Es fascinante la capacidad de narrador puro y clásico de
Gibson, como va filtrando la guerra en la historia a base de cebos y pequeños
detalles que se cruzan con Doss: Ese hombre al que nuestro protagonista ayuda y
lleva al hospital (encontrando, quizá, su vocación ahí, incluso el amor), con
esa pierna que chorrea sangre; el rostro desfigurado de un soldado saliendo de
la clínica; el documental sobre los nazis en el cine; leerá “Anatomía práctica”
para el devenir…
Del mismo modo, se avisaba la personalidad del padre en un
comentario fugaz al inicio del film, por parte de unos lugareños al reconocer a sus jóvenes hijos
jugando… Comentario que se enlazará, precisamente, con el padre velando a sus
amigos muertos en plena borrachera.
“Me tratan como a un delincuente por no querer matar”. En
esta frase Gibson resumen su reflexión antibelicista, desnudando la
contradicción inherente, lo absurdo del conflicto bélico, desde una concepción
filosófica.
Desmond tendrá en esta segunda parte un tormento físico,
pero también psicológico, junto a los suyos. Entramos en terrenos que guiñan a
“La chaqueta metálica” (Stanley Kubrick, 1987) mezclados con “Algunos hombres
buenos” (Rob Reiner, 1992), en una línea más light y fusionando con ejemplar
acierto humor y drama.
Una segunda parte de película que tiene partes humorísticas
para prepararnos antes del infierno, en una distensión muy fordiana también. Un
sargento chusquero con sus chascarrillos e insultos para regocijo del
espectador, y un final con juicio incluido para terminar con esta parte. Un juicio que no se resuelve por el sentido discurso de Doss, sino por la
intervención de su padre y la carta de su amigo general.

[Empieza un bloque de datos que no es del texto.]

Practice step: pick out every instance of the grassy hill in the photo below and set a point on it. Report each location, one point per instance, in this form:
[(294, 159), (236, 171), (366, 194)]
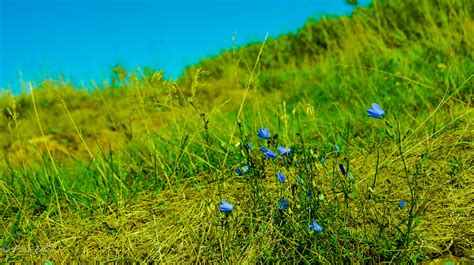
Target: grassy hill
[(136, 170)]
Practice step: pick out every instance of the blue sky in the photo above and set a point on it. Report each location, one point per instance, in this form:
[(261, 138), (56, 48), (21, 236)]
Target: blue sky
[(83, 39)]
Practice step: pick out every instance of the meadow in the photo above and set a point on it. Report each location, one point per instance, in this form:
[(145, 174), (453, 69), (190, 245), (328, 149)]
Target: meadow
[(268, 153)]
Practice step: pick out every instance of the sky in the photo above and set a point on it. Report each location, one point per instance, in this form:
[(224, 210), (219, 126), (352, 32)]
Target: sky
[(83, 39)]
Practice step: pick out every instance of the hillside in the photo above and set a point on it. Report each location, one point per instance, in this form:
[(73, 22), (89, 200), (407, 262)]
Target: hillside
[(135, 170)]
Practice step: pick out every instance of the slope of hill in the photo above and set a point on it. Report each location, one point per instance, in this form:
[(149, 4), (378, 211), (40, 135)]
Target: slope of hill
[(135, 171)]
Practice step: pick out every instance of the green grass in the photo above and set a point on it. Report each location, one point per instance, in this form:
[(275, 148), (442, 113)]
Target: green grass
[(135, 171)]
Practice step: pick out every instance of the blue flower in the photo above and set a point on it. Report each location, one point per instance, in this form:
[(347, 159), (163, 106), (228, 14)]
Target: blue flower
[(402, 203), (242, 170), (376, 111), (315, 227), (343, 171), (263, 133), (249, 146), (281, 177), (283, 151), (226, 207), (267, 152), (282, 205)]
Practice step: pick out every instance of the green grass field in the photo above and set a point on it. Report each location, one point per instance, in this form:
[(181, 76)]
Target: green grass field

Allí tendremos a otros dos personajes importantes: el
sargento Howell que interpreta Vince Vaughn y el capitán Glover encarnado por
Sam Worthington, donde asistimos a escenas de camaradería varonil en la instrucción,
que irán tornando en pesadilla para Desmond cuando reivindique su derecho a no
portar armas. Ambos actores cumplen con solvencia.
Allí sufrirá palizas, chantajes emocionales, se le
ordenarán malos trabajos, castigos al grupo poniéndole de culpable, presiones de
todo tipo y encarcelamientos que le obligarán a faltar a su boda hasta llegar a
un juicio. Asumirá todo con resignación, frustración e ira.
“El ejército de los Estados Unidos no comete errores”.
“¿Sabes que en una guerra suele haber algún que otro muerto?”, “No matas. ¿Eso
es todo?”, "¿Por qué coño sigues aquí?",
“Así que os ruego que no esperéis que os salve en el campo de batalla”.
“Así que os ruego que no esperéis que os salve en el campo de batalla”.
Lo más fascinante es la pureza de su integridad. Ni siquiera recurrirá a trucos lícitos o mañosos, hábiles, para conseguir su
propósito sin traicionarse a sí mismo, como le explica su novia, que plantea
las cosas con sentido común: Pasa la instrucción, aprende a usar el arma, pero
luego renuncia a él en la batalla… Porque como en todo personaje de Gibson hay
una aguda obstinación que los sitúa al borde de la patología.